Dead Simple Rails Metrics with metric_fu

27 Apr 2008

Every time I create a new rails project I usually put off writing tasks to analyze the code’s quality ‘cause it takes time and time is, you know, finite. So I’ve decided to extract some code into a rails plugin which I call metric_fu.

It’s a bunch of rake tasks that produce reports on code coverage (using Rcov), cyclomatic complexity (using Saikuro), flog scores (using Flog), and rails stats (using ‘rake stats’). It knows if it’s being run inside a CruiseControl.rb build and puts the output in the Custom Build Artifacts folder so when you view a build you see this:

Cruise control build page

The coverage report is your standard rcov report: Rcov output

Flog output is thrown into an html file: Flog output

At the end metric_fu calculates the average flog score per method: Flog average score You might want to check out my previous posts on what to do with a Flog report: The Method Hit List and When You Should Ignore Metrics

Saikuro’s output is the same as always: Cyclomatic complexity output (I changed the warning and error levels for this pic – more on how I did that later)
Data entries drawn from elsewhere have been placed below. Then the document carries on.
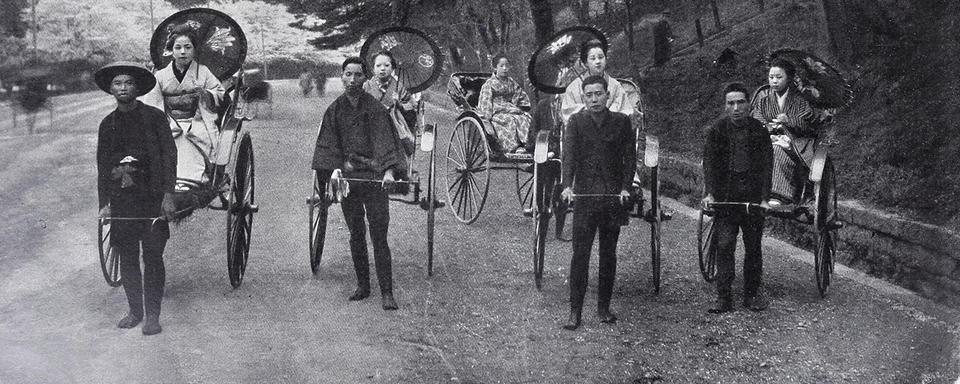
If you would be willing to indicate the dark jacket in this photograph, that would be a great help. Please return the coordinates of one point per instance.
(363, 135)
(159, 153)
(720, 161)
(598, 158)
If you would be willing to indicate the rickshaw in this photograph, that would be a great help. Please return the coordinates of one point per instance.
(419, 64)
(257, 92)
(817, 205)
(233, 192)
(550, 70)
(470, 156)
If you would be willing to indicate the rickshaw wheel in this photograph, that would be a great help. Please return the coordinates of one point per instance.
(240, 211)
(655, 222)
(540, 202)
(109, 255)
(319, 209)
(541, 221)
(524, 188)
(706, 247)
(468, 172)
(825, 199)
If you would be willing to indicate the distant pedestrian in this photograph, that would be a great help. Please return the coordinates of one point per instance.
(306, 83)
(737, 163)
(136, 175)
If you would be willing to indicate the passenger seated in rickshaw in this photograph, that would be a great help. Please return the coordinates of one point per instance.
(385, 87)
(503, 106)
(795, 128)
(191, 96)
(593, 54)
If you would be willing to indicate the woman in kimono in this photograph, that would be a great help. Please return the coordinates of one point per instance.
(503, 105)
(593, 54)
(190, 95)
(385, 87)
(789, 118)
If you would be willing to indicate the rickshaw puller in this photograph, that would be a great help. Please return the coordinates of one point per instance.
(358, 137)
(737, 167)
(599, 158)
(136, 174)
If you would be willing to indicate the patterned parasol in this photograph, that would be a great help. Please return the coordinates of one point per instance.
(557, 63)
(419, 61)
(222, 45)
(821, 84)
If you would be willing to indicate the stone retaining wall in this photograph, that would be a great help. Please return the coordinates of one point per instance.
(921, 257)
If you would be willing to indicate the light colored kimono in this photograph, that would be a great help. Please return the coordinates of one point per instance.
(572, 100)
(192, 122)
(499, 106)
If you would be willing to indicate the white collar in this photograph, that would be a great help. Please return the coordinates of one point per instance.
(782, 99)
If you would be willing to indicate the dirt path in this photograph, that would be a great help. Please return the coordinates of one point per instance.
(478, 320)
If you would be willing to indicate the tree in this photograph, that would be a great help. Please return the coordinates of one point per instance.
(268, 30)
(855, 25)
(11, 20)
(542, 20)
(342, 23)
(99, 29)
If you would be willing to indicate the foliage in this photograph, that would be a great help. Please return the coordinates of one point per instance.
(268, 31)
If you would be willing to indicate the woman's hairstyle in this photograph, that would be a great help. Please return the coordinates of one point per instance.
(182, 30)
(594, 79)
(734, 87)
(496, 59)
(393, 60)
(354, 60)
(786, 66)
(587, 46)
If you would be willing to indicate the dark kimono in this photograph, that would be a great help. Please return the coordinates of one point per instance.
(363, 135)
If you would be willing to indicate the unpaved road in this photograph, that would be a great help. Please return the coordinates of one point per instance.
(478, 319)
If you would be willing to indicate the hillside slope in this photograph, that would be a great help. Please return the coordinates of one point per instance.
(898, 141)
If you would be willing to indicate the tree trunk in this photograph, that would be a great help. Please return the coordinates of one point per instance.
(581, 9)
(716, 14)
(542, 20)
(629, 24)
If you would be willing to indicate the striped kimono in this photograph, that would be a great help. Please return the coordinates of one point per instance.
(192, 122)
(790, 165)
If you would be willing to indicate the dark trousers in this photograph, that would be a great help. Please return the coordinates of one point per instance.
(547, 191)
(586, 224)
(144, 291)
(727, 226)
(367, 200)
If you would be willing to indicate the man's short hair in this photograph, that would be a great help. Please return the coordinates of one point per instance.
(588, 45)
(734, 87)
(354, 60)
(594, 79)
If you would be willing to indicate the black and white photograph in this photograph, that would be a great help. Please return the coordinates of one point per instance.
(479, 191)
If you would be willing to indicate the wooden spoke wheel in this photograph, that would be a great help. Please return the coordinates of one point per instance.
(109, 255)
(467, 169)
(706, 247)
(240, 209)
(319, 208)
(826, 221)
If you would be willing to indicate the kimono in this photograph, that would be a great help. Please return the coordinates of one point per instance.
(572, 100)
(397, 101)
(791, 154)
(499, 107)
(192, 121)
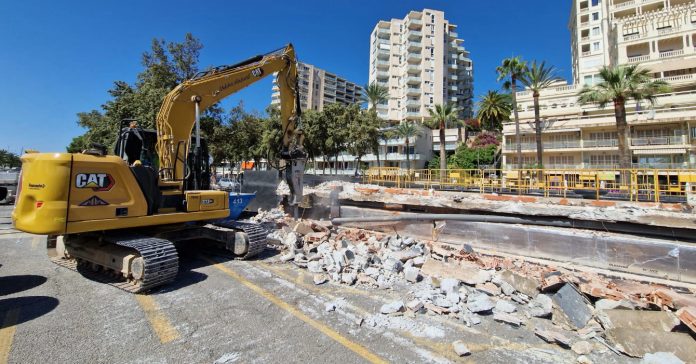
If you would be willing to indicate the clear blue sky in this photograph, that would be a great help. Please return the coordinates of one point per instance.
(59, 58)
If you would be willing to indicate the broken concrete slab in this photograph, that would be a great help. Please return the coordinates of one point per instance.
(460, 348)
(479, 303)
(412, 274)
(541, 306)
(687, 315)
(504, 307)
(521, 283)
(571, 308)
(637, 343)
(393, 307)
(647, 321)
(582, 347)
(661, 358)
(507, 318)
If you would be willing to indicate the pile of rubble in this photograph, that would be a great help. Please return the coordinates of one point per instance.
(580, 311)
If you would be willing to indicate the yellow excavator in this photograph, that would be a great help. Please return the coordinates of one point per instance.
(116, 217)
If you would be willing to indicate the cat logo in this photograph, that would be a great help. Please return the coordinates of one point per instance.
(95, 181)
(257, 72)
(94, 201)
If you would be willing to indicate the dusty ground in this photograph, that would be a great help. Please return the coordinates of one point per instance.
(228, 311)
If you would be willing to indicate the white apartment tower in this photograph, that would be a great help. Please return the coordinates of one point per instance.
(319, 87)
(422, 62)
(659, 35)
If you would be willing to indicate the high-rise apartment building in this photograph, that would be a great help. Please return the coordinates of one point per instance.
(319, 87)
(422, 62)
(659, 35)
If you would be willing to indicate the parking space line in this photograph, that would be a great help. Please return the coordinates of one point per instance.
(331, 333)
(7, 331)
(158, 321)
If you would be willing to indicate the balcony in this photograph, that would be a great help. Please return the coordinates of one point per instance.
(414, 91)
(413, 80)
(636, 59)
(670, 54)
(415, 35)
(415, 46)
(668, 140)
(623, 5)
(414, 57)
(600, 143)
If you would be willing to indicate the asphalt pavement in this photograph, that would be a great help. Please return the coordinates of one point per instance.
(225, 311)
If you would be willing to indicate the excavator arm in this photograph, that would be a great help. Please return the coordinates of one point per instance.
(182, 106)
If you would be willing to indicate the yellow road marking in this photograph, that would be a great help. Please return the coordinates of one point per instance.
(159, 323)
(333, 334)
(7, 331)
(35, 242)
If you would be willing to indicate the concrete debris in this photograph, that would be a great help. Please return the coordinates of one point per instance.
(460, 348)
(661, 358)
(504, 306)
(582, 347)
(457, 282)
(320, 279)
(541, 306)
(687, 315)
(571, 308)
(511, 319)
(479, 303)
(393, 307)
(522, 284)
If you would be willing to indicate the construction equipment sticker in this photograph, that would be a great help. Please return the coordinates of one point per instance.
(95, 181)
(94, 201)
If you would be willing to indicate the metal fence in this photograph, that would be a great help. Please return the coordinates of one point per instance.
(646, 185)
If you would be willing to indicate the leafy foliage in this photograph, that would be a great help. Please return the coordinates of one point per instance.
(9, 159)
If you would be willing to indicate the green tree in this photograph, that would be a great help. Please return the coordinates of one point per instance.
(493, 109)
(513, 68)
(473, 158)
(407, 130)
(165, 65)
(375, 94)
(538, 77)
(439, 117)
(363, 135)
(620, 84)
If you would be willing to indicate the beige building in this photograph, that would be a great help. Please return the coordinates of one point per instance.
(422, 61)
(657, 34)
(319, 87)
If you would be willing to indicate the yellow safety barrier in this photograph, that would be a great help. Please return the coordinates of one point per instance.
(644, 185)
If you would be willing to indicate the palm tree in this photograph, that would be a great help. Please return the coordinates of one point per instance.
(513, 68)
(438, 120)
(538, 77)
(493, 108)
(375, 94)
(620, 84)
(407, 130)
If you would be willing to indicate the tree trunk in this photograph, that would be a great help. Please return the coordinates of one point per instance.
(517, 121)
(622, 131)
(537, 130)
(408, 158)
(443, 152)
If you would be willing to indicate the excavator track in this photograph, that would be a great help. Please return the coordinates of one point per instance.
(161, 264)
(256, 234)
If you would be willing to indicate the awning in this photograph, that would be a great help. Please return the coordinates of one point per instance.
(659, 151)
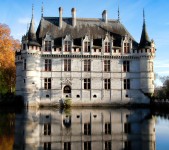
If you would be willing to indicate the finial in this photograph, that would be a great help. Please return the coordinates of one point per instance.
(42, 10)
(118, 13)
(143, 16)
(27, 27)
(32, 10)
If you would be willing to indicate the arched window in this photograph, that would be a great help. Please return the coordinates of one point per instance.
(67, 89)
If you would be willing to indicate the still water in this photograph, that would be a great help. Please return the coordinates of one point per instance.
(83, 129)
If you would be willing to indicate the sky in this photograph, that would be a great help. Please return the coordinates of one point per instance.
(17, 15)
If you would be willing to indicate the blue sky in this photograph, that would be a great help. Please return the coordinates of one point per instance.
(17, 14)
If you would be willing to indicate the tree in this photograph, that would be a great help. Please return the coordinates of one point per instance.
(8, 46)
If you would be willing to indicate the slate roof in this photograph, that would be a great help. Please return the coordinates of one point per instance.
(95, 28)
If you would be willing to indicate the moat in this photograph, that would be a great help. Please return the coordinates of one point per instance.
(86, 129)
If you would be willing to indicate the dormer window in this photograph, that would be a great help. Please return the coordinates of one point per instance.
(107, 47)
(47, 46)
(67, 46)
(87, 46)
(126, 48)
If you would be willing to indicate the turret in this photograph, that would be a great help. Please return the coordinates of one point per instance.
(60, 17)
(144, 41)
(31, 32)
(146, 63)
(73, 17)
(104, 16)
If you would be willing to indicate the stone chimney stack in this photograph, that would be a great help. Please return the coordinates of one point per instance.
(104, 16)
(60, 17)
(73, 17)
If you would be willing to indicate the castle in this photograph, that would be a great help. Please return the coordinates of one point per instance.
(90, 61)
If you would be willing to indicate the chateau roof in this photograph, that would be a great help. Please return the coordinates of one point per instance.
(95, 28)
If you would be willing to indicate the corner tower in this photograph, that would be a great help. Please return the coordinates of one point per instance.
(147, 51)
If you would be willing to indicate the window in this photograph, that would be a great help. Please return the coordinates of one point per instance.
(106, 65)
(87, 84)
(126, 83)
(87, 145)
(107, 84)
(126, 66)
(67, 65)
(67, 89)
(87, 65)
(47, 129)
(47, 83)
(24, 64)
(126, 48)
(48, 64)
(107, 47)
(87, 46)
(127, 145)
(107, 128)
(67, 46)
(47, 146)
(67, 146)
(107, 145)
(87, 129)
(24, 46)
(127, 127)
(47, 46)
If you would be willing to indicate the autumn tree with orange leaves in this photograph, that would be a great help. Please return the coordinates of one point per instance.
(8, 46)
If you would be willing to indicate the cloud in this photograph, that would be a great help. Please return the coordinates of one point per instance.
(24, 21)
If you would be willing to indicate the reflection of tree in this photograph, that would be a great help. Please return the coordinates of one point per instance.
(7, 124)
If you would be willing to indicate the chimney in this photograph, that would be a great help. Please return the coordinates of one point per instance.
(104, 16)
(60, 17)
(73, 17)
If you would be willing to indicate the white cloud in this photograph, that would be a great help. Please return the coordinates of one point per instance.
(24, 21)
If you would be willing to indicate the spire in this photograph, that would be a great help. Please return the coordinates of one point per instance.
(42, 10)
(118, 13)
(144, 41)
(31, 32)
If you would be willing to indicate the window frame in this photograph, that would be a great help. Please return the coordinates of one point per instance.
(47, 83)
(87, 83)
(48, 46)
(87, 65)
(47, 129)
(48, 65)
(106, 65)
(126, 47)
(107, 84)
(126, 66)
(67, 46)
(127, 85)
(67, 64)
(107, 47)
(86, 46)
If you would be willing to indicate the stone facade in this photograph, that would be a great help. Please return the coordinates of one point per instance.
(90, 61)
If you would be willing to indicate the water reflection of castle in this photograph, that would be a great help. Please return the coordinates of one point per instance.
(88, 129)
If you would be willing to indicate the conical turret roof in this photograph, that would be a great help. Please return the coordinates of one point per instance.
(144, 41)
(31, 32)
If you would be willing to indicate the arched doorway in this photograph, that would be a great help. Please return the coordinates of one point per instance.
(67, 91)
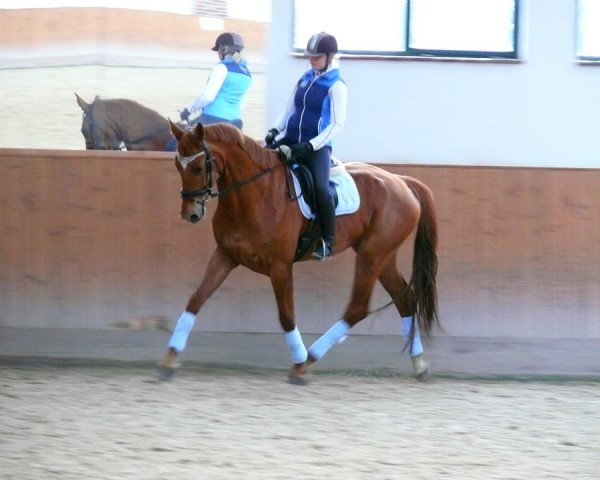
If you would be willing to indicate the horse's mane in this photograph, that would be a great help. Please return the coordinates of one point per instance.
(227, 133)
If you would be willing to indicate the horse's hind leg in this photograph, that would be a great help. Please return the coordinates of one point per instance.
(367, 269)
(396, 286)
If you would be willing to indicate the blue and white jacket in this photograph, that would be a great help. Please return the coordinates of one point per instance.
(225, 90)
(316, 111)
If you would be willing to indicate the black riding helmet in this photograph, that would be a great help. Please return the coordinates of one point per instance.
(229, 39)
(321, 43)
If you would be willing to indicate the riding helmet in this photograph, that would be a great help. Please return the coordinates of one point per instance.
(321, 43)
(229, 39)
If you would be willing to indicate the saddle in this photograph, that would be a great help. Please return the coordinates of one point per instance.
(341, 185)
And ‘rake stats’ is always useful: Stats output

So how do you get all these reports? 1. install Flog sudo gem install flog

2. install rcov sudo gem install rcov

3. install metric_fu ruby script/plugin install (in the base of your rails app)

4. rake metrics:all

Which should work fine if you have standard Rails testing and you like my defaults. But what if you use a combination of RSpec and stock Rails testing? Then you can insert this into your Rakefile:

namespace :metrics do TEST_PATHS_FOR_RCOV = [‘spec/*/*_spec.rb’, ‘test/**/_test.rb’] end

The namespace isn’t strictly necessary, but I like it for intentional purposes. Multiple paths are useful if, like on my last project, you need to be specific about which tests to run as some tests go after external services (and the people who manage them get cranky if you hammer ‘em a lot).

If you also want Rcov to sort by lines of code (loc) and have more aggressive cyclomatic complexity settings then do this:

namespace :metrics do TEST_PATHS_FOR_RCOV = [‘spec/*/*_spec.rb’, ‘test/**/_test.rb’] RCOV_OPTIONS = { “–sort” => “loc” } SAIKURO_OPTIONS = { “–warn_cyclo” => “3”, “–error_cyclo” => “4” } end

That’s it – hope you find it useful, lemme know if you find a bug, and check out the project home page at:

Oh, and thanks to all my co-workers who helped write the original code, in its various forms, that became this plugin.

Update 9/22/2008 - metric_fu is now a gem, on GitHub, and is useful for any Ruby Project. Check the home page for current information.